Посмотришь на прошлое с одной стороны – кажется, века пережил, посмотришь с другой – вот вчера только, кажется, в подвальных помещениях свистели и пели, а теперь везде заливается радио.
А что сталось, спрашиваешь себя, с теми пожилыми людьми, кого грамотное время застало врасплох? Как они справились, когда без грамоты стало жить невозможно?
Ходить далеко не надо мне для разрешения этого вопроса.
По правде говоря, председатель нашего маленького колхоза, старик Федор Иванович, человек не очень грамотный. Подписать свое имя или разобрать бумагу он, конечно, может, но что это за грамота! И все-таки он, очень неглупый человек, живет, как современный, вполне грамотный гражданин.
Секрет его грамоты в том, что он не выключает своего радиоприемника и соответственно никогда не выключает в себе внимания к слышанному. Так он добивается понимания жизни, как грамотный. Если же в политике является ему что-нибудь, своими средствами не объяснимое, он при очередном своем походе в район по делам спрашивает.
Вот и я тоже, когда в жизни что-нибудь недопонимаю, то при случае обращаюсь к таким мудрецам.
– Скажите мне, Федор Иванович, – обратился я к нему в этот раз, – почему это я, старый писатель, часто бываю недоволен писаниями молодых? Остарел ли я сам и не могу их понять, или у них что-нибудь неладно?
– Нет, – ответил он, – глупеют к старости люди глупые, а умный человек в старости все твердеет.
– Значит, – говорю я, – если дело не во мне…
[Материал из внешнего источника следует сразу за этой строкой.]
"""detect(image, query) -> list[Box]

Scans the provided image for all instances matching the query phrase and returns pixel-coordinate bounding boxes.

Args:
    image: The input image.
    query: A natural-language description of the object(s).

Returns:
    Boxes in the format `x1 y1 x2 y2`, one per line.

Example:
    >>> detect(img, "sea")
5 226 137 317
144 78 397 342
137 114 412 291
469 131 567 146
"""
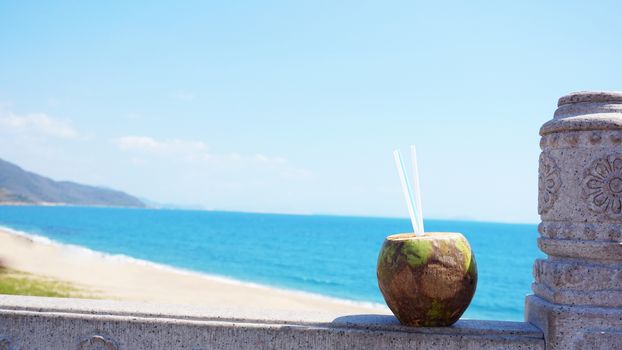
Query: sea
0 206 544 321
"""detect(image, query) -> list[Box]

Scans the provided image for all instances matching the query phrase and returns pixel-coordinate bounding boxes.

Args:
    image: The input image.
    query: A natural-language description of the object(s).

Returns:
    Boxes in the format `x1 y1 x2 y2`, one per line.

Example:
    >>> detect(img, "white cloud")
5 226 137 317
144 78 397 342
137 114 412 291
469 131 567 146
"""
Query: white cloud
112 135 287 165
172 91 196 101
0 110 78 139
114 136 207 155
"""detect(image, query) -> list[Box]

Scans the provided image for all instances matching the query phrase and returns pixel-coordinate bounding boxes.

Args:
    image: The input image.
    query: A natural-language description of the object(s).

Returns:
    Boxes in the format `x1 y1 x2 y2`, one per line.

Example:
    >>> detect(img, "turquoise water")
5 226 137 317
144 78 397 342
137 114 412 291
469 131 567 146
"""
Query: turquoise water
0 207 542 320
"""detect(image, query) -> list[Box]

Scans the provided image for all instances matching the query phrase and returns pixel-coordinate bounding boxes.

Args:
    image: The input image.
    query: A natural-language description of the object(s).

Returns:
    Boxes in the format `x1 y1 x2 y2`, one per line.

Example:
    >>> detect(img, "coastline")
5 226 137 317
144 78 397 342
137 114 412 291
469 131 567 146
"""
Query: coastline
0 227 389 314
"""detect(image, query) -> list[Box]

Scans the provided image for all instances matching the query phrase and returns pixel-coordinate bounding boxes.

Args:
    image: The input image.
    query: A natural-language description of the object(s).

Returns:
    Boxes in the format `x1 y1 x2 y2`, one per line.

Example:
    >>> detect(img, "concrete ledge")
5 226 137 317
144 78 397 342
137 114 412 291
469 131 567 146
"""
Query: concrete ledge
0 296 544 350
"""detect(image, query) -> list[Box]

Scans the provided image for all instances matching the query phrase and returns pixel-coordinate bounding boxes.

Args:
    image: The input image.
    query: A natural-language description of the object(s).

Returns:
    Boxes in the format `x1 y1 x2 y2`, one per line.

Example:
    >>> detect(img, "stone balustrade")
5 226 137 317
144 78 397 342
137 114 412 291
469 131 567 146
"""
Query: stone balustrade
0 92 622 350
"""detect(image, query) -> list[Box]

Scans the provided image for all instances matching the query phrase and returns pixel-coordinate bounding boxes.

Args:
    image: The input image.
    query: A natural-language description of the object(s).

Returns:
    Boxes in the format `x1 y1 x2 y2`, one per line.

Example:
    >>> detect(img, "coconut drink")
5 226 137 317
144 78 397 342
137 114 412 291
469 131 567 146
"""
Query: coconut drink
376 146 477 327
377 232 477 327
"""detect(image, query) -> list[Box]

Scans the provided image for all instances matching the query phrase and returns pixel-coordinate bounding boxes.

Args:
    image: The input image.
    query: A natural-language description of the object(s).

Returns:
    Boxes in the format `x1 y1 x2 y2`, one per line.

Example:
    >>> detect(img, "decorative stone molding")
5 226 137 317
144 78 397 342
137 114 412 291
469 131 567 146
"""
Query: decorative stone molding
0 337 11 350
538 153 562 214
525 92 622 350
78 335 119 350
583 154 622 220
538 221 622 242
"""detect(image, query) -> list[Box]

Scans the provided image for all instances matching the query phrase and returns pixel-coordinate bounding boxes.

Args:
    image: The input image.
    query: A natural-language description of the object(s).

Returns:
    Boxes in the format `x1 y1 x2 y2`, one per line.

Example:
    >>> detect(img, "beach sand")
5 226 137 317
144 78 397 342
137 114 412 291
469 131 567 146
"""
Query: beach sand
0 229 389 314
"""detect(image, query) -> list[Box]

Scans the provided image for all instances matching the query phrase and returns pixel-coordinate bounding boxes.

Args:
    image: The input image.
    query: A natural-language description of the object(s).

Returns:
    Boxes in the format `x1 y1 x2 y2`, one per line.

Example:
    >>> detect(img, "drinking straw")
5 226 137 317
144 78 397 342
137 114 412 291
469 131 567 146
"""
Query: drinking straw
410 145 425 234
393 149 419 235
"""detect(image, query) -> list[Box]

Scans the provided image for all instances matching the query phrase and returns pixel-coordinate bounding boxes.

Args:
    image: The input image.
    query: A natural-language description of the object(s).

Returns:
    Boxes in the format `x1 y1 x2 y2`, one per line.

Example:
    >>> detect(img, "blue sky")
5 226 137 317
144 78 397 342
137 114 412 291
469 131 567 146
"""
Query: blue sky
0 1 622 222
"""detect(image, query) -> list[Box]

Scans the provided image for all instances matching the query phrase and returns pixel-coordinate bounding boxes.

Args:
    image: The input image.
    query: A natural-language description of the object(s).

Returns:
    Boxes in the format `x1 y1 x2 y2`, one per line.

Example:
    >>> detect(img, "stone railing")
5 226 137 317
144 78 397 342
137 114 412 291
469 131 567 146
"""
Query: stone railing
0 92 622 350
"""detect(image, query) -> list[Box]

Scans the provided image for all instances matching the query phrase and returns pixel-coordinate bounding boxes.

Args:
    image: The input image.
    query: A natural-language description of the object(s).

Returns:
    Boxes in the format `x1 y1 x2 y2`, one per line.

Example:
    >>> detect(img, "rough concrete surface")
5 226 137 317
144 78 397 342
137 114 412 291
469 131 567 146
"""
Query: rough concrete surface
0 296 544 350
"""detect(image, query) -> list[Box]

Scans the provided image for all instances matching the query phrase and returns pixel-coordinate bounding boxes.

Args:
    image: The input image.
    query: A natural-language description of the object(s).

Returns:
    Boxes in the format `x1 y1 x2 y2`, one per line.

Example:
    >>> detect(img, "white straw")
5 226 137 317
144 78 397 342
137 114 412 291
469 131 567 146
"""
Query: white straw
393 150 419 235
410 145 425 234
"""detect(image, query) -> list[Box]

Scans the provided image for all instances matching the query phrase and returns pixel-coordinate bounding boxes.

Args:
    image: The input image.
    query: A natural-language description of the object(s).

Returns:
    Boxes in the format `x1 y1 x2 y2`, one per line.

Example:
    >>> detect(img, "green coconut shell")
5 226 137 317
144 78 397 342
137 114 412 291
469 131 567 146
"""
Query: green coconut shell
377 232 477 327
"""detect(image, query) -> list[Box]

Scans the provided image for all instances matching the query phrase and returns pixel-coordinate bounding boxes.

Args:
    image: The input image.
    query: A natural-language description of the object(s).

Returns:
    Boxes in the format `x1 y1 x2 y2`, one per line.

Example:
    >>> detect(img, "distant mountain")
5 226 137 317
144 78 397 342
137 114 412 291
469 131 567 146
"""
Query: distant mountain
0 159 145 208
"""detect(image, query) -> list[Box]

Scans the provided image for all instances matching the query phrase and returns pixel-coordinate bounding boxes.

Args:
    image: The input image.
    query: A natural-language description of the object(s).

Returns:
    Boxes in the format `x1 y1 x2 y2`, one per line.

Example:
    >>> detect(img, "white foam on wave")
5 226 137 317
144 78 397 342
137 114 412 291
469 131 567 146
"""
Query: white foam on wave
0 226 389 311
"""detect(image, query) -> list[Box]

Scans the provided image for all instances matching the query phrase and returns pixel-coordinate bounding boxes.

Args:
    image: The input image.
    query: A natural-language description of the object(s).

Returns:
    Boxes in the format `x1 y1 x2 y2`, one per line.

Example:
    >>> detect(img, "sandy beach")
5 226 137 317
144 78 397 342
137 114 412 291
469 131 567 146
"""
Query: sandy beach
0 229 388 314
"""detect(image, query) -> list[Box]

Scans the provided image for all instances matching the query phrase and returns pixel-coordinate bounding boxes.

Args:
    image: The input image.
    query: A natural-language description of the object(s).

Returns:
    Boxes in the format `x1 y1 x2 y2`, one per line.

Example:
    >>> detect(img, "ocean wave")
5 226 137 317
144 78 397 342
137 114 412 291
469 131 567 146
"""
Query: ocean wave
0 226 389 311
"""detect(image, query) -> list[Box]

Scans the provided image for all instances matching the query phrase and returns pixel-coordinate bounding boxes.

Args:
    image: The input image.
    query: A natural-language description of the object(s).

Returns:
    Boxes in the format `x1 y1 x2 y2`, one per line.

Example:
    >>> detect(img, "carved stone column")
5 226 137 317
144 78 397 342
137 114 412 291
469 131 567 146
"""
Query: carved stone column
525 92 622 350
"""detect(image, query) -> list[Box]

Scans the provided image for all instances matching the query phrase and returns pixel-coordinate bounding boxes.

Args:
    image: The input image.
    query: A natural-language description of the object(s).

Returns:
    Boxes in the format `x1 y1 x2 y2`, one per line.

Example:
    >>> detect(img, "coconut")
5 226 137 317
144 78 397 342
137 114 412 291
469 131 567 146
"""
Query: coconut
377 232 477 327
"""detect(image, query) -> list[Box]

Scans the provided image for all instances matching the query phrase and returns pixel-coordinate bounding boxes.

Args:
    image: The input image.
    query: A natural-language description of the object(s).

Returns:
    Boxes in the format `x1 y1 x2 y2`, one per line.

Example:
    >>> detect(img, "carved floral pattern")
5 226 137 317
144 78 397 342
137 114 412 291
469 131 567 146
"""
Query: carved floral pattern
78 335 118 350
583 154 622 220
538 153 562 214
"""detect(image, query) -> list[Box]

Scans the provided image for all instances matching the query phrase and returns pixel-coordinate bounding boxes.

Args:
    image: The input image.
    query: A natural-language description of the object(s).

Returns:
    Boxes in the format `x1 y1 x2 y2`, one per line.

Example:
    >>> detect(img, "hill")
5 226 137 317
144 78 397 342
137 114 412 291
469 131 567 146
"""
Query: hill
0 159 145 208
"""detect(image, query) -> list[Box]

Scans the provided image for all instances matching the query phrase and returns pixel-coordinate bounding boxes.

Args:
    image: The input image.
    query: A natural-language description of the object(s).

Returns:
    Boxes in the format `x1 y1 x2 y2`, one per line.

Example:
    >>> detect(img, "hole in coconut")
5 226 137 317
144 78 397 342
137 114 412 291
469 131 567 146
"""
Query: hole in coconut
387 232 460 241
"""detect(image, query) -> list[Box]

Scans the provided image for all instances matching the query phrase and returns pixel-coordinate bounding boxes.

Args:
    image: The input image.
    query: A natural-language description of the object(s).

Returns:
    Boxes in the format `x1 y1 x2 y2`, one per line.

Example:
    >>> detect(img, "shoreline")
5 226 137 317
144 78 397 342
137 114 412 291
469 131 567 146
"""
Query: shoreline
0 226 390 314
Вопрос мой всколыхнул старика до всех основ, и в этом деревенском человеке на мгновение мелькнули мне древние типы времен Шуйского и Годунова.
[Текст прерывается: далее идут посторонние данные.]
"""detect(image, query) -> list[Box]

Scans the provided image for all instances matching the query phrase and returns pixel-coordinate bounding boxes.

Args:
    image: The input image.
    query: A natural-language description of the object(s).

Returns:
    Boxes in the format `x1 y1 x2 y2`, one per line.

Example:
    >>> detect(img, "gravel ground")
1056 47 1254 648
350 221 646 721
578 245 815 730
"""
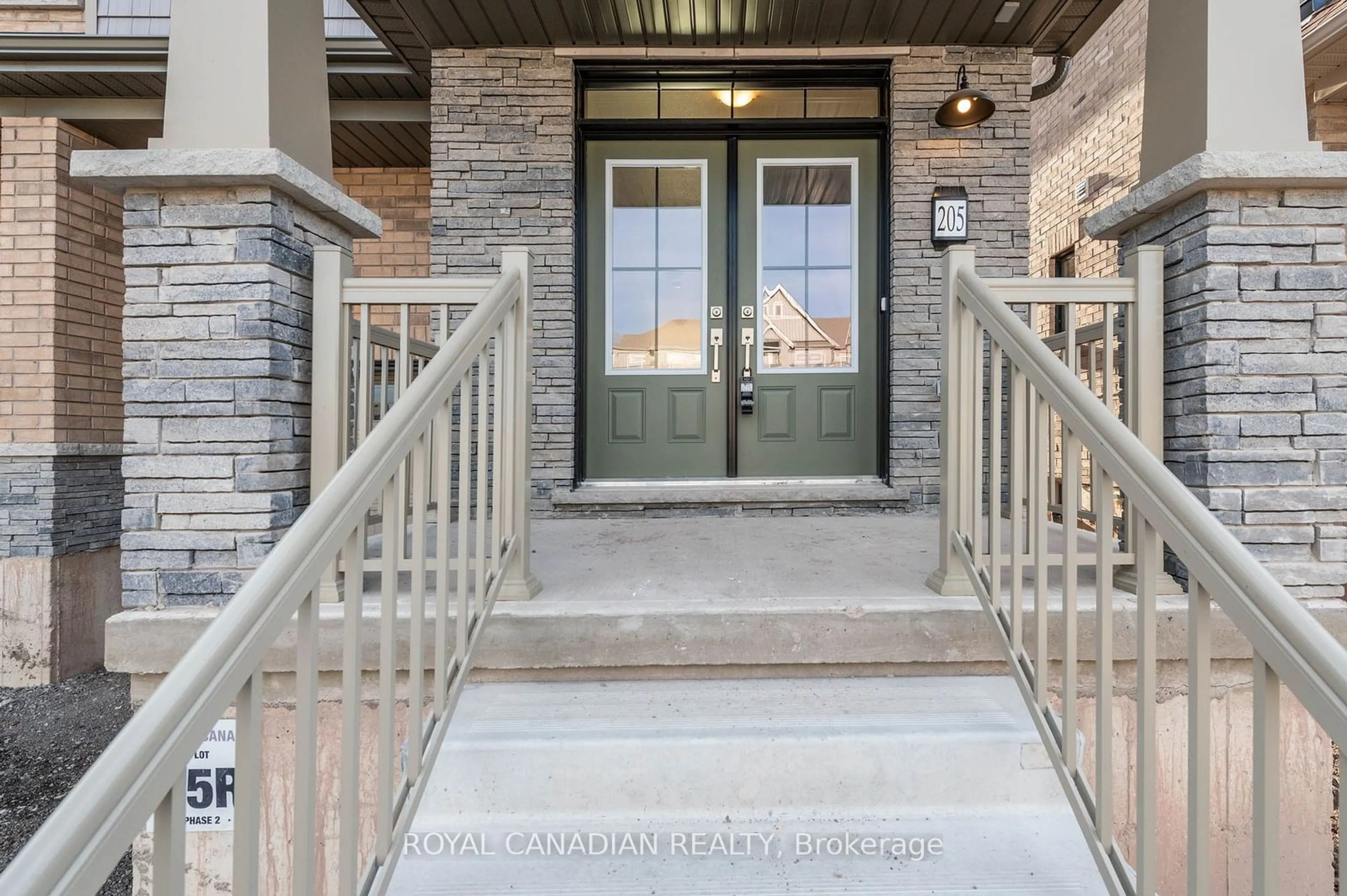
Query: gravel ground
0 670 130 896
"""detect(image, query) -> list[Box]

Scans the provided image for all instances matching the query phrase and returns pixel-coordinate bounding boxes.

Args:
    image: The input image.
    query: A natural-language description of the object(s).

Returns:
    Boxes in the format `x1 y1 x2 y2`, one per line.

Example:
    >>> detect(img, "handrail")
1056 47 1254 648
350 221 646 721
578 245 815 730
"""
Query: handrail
958 268 1347 741
932 247 1347 896
0 256 529 896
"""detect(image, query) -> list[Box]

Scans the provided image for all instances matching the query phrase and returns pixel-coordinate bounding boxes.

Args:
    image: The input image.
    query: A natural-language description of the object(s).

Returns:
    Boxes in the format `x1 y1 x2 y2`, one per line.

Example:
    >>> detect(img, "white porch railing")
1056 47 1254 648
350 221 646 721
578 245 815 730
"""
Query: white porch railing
0 249 532 896
943 247 1347 896
311 262 506 590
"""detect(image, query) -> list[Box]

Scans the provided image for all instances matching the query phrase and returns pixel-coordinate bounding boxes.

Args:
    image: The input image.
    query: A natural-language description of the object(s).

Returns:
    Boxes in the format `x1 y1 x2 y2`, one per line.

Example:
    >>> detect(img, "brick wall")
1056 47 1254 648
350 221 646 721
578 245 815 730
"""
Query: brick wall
1029 0 1146 278
431 48 575 511
333 168 430 278
0 119 124 556
889 47 1031 504
0 119 124 686
431 47 1031 511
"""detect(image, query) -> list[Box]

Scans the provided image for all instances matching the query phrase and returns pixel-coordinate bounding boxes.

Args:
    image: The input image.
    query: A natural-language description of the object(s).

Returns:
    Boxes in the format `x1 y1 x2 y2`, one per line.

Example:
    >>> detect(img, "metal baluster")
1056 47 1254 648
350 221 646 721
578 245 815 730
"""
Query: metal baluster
1253 651 1281 896
1061 422 1080 775
393 305 415 399
1188 579 1211 896
337 525 369 896
233 666 261 896
407 430 430 782
375 463 406 856
482 323 505 584
290 589 322 893
1009 361 1029 649
987 341 1004 610
149 775 187 896
356 303 375 444
1029 393 1052 711
963 322 991 566
1134 513 1160 893
1090 455 1114 853
455 368 473 662
473 348 490 617
433 400 453 720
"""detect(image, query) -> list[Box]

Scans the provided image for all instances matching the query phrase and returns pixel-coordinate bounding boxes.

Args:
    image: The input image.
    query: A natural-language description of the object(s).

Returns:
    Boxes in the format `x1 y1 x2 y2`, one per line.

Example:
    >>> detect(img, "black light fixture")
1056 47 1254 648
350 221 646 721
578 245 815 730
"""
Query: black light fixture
935 66 997 129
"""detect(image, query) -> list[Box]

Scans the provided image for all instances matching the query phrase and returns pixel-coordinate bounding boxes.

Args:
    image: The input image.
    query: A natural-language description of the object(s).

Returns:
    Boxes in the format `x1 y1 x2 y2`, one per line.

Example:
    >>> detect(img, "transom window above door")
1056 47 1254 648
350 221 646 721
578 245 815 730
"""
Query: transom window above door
757 159 857 373
605 159 706 373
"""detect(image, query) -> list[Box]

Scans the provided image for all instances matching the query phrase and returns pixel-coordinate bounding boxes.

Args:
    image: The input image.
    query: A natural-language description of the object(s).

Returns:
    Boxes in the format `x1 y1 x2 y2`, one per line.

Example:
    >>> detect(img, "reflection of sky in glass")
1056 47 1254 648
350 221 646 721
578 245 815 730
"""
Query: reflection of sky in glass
613 209 655 268
808 268 851 318
758 165 855 369
796 205 851 267
762 268 810 307
611 271 655 348
659 271 702 325
659 207 702 268
762 205 804 265
609 167 706 369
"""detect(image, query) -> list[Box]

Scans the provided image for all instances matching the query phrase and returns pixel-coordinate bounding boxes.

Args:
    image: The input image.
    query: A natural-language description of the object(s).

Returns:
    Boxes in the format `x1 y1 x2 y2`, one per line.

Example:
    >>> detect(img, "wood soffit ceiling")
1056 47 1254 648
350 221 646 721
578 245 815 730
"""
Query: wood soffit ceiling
351 0 1119 73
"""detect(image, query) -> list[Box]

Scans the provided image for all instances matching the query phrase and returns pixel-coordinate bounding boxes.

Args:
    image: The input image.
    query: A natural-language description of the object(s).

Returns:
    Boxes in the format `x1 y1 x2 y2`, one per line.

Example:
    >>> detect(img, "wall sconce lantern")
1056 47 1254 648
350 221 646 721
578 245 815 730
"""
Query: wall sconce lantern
935 66 997 131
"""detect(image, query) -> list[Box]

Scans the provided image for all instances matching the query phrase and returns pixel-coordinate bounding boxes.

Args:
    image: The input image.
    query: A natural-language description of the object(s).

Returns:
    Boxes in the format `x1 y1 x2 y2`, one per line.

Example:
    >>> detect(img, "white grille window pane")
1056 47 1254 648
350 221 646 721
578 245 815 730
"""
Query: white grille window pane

Как он прищурился, как подмигнул, как языком показал и вдруг щелкнул всеми пальцами!
– Я скажу! – молвил он, но не сразу ответил.
Раздумывая, он протянул веревочку перед самым челом печки, снял сапоги, развесил на веревочке сырые портянки и только уж после этого сел на лавку рядом со мной и так сказал:
– В наших новых книгах и статьях все хорошо, и быть лучше не может ни в какой стране. Я этому радуюсь, знаю: к хорошему ведут писатели. Только мало у молодых против старых – Гоголя и Пушкина – завлекательности, и, бывает, услышишь начало – и про себя скоро догадываешься о том, какой будет конец. Читаешь, конечно, читаешь, все очень пользительно, а завлекательности нет: вперед знаешь – кто добрый, кто злой и чем кончится.
Секрет мастерства
Вскоре после этого разговора с председателем колхоза о художественной литературе я с новым горячим чувством вернулся к вопросу о «завлекательности».
Лично я беру первую примету достойного рассказа у Льва Толстого: он завлекает нас тем, что люди у него всегда живые, а за живым человеком охотно идешь.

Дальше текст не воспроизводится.